LEO spoke with Todd Snider about the upcoming Hard Working Americans album, the board game that will come with it and clearing up some recent misunderstandings

A couple of weeks ago I spoke with Todd Snider, a singing, songwriting guitarist and uniquely wonderful entertainer. I’ve seen Todd perform numerous times and it’s never the same show — it’s just consistently a good trip. Snider takes audiences on spiritual and emotional journeys with his solo show and blasts crowds into the cosmos with his recent band, Hard Working Americans, whose lineup includes David Schools (Widespread Panic), Neal Casal (The Cardinals), Chad Staehly (Great American Taxi), Duane Trucks (Flannel Church) and Jesse Aycock. Aside from the stage, Snider recently wrote a book, “I’ve Never Met a Story I Didn’t Like,” a must-read collection of humorous stories from Snider’s good times and misadventures in the music industry as well as his everyday life. Interviewing him was like having a conversation with an old neighbor.  He revealed some information about current projects, clears up some misunderstandings from a recent interview and shares a lot of personal wisdom from the soul of a well-traveled troubadour.

LEO: Hey, Todd, how you doing?

Todd Snider: Good, real good.

LEO: Are you in Nashville right now?

Snider: Yeah.

LEO: Are you in the process of making a record with Hard Working Americans?
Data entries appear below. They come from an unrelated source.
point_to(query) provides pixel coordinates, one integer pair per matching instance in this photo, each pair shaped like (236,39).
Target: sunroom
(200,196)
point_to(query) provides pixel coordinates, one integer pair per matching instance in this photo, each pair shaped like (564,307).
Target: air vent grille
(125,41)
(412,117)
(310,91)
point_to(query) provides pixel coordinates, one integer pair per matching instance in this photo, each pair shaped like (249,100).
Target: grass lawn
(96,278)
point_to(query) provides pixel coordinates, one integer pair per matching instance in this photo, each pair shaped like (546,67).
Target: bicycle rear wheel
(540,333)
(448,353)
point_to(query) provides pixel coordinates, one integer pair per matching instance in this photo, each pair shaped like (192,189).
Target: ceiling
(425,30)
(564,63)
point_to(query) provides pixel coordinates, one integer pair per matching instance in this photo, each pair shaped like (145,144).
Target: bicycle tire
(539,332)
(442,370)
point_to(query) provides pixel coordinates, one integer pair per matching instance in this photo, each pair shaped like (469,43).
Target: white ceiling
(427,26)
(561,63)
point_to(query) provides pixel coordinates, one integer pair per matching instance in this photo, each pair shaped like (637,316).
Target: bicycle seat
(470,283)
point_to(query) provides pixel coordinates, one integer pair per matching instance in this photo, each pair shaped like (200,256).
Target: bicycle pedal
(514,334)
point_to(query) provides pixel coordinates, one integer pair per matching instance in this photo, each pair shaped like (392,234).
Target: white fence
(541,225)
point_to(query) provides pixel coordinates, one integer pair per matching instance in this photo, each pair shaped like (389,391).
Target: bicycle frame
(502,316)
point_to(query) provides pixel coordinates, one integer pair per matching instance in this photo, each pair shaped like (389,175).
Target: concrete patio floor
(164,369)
Snider: Yeah, in fact, it’s pretty done. I mean I think it could be out … maybe in the wintertime. I mean, I’m kinda done. There’s a few vocals and guitar parts, but yeah. We worked on it last week.

LEO: How long have you been working on it?

Snider: Well, over the course of a year. We’ve been in the studio three times. Once in Chicago and the rest in Nashville. We just kind of go in and make stuff up. David’s the leader and everyone just throws out all their ideas and he just collages them all together.

LEO: Are there going to be any songs on this record written by anyone else?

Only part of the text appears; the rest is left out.